Le poème de Taliésin appartient au sixième siècle. Mais le fond des croyances qu’il exprime, les transformations qu’il énumère, la nature et le choix de ses éléments descriptifs, et jusqu’à ses formes lyriques où respire on ne sait duel souffle impétueux et sauvage, toutes ces circonstances semblent le rattacher aux plus vivaces traditions du druidisme. Il a pour but de résumer les principaux points de la doctrine sacrée touchant les pérégrinations de l’âme à travers la matière cosmique, depuis la formation du chaos jusqu’à l’achèvement de l’être dans la science et la sagesse. Si cette évocation des rêves d’une autre vie ne précise plus, comme la triade, la théorie des trois cercles, c’est qu’elle tient plutôt de la révélation et de l’extase que de l’enseignement et du dogme. Elle n’en est pas moins à nos yeux un des monuments les plus authentiques et les plus curieux des doctrines druidiques sur les origines et les fins de l’homme.

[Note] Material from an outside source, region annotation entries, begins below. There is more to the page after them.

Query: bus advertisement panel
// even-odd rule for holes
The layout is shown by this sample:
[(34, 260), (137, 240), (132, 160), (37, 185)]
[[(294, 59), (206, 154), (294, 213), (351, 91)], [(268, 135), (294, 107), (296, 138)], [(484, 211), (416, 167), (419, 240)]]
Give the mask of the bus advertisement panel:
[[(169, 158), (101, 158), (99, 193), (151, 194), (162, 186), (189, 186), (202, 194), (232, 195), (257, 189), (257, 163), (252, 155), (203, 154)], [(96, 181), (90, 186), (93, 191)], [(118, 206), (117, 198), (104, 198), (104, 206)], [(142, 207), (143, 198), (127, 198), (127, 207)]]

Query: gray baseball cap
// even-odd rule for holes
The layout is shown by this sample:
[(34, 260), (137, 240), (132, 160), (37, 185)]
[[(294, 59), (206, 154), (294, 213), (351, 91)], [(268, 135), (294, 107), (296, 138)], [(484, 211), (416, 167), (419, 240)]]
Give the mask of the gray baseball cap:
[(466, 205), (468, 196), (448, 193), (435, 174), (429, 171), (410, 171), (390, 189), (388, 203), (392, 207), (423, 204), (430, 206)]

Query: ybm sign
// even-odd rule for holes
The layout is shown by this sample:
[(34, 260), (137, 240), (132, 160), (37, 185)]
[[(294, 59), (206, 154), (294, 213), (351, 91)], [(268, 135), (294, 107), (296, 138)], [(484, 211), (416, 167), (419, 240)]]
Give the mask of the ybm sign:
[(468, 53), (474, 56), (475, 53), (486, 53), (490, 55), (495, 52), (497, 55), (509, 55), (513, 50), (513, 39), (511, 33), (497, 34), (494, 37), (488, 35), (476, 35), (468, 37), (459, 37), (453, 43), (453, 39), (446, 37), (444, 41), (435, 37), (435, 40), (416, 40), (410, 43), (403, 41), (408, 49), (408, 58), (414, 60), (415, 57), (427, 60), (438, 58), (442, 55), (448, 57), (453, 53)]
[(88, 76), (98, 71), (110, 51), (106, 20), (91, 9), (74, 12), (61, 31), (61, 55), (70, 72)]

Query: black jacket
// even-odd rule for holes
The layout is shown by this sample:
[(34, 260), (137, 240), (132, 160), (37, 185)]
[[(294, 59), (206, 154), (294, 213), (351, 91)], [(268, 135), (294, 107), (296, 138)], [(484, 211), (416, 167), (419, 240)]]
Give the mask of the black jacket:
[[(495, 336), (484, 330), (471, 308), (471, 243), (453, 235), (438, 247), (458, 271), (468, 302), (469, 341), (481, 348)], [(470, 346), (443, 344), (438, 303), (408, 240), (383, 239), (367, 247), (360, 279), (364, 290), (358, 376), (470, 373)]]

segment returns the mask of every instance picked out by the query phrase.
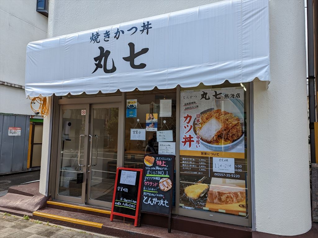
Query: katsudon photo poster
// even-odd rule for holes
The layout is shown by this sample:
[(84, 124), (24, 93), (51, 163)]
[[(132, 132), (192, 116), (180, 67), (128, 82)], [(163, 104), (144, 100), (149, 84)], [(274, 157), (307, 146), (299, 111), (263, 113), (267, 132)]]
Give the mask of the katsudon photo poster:
[(181, 91), (180, 154), (245, 158), (244, 90)]
[(182, 91), (180, 208), (246, 216), (244, 91)]

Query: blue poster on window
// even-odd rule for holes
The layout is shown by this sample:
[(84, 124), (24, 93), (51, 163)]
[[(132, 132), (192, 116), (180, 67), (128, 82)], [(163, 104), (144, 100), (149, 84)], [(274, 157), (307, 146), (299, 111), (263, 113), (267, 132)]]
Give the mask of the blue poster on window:
[(137, 100), (127, 99), (126, 117), (137, 117)]

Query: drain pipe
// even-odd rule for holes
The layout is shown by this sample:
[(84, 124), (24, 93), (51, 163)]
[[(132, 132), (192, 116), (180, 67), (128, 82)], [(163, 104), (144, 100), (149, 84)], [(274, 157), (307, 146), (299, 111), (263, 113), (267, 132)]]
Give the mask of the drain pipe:
[[(314, 56), (314, 17), (313, 0), (307, 0), (307, 32), (308, 55), (308, 90), (309, 96), (309, 129), (310, 139), (310, 161), (316, 162), (314, 122), (316, 119), (315, 77)], [(318, 136), (318, 135), (317, 135)]]

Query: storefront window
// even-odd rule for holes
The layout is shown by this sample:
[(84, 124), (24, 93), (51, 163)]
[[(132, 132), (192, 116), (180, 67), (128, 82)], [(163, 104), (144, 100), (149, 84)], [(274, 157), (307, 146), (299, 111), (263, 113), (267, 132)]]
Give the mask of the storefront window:
[(181, 89), (180, 208), (247, 217), (246, 86)]
[[(161, 148), (157, 140), (157, 131), (172, 131), (171, 138), (167, 139), (175, 142), (176, 92), (176, 89), (155, 88), (151, 91), (136, 90), (126, 93), (125, 167), (142, 168), (144, 154), (159, 153)], [(134, 133), (141, 137), (132, 137), (131, 133)]]

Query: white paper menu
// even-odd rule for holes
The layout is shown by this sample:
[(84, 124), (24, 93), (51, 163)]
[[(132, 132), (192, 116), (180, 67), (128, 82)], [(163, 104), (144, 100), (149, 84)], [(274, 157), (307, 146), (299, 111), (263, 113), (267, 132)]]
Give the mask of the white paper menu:
[(172, 105), (172, 99), (160, 99), (159, 116), (161, 117), (171, 117)]
[(136, 183), (136, 178), (137, 175), (136, 171), (122, 170), (120, 182), (124, 184), (135, 185)]

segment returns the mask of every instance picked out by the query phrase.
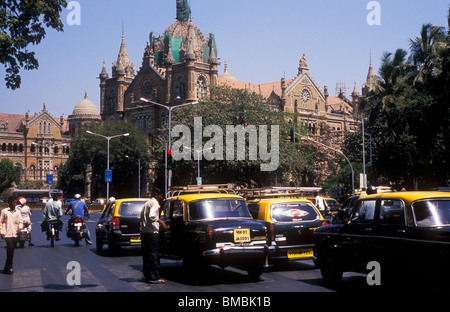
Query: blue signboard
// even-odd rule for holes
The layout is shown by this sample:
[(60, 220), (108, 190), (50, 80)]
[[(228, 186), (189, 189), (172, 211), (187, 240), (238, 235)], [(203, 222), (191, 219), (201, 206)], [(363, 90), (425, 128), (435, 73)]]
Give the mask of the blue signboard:
[(47, 184), (53, 184), (53, 174), (47, 174)]
[(112, 170), (105, 170), (105, 182), (112, 182)]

Mais, du fond de ces obscurités et de ces mythes, aucune lueur, à vrai dire, ne se projette sur le monde moral et ne vient tracer les lois de la conscience humaine. On reste dans le monde de la nature et de la matière, et bien que l’individualité de l’être qui aspire à devenir l’homme s’associe à ses transportations et à ses spectacles, et qu’elle leur communique par cela même quelque chose de sa sympathie et de sa grandeur, on est frappé de ce qu’il y a de désordonné, de confus et de stérile dans un pareil dogmatisme. il nous laisse l’impression d’une religion à l’état d’ébauche, à la mesure d’intelligences barbares, dont la rudesse se dissimule sous la voila toujours attrayant de la poésie, mais dont le symbolisme ne pouvait, sans montrer son néant, sortir de l’enceinte des pierres sacrées et franchir le seuil des forêts.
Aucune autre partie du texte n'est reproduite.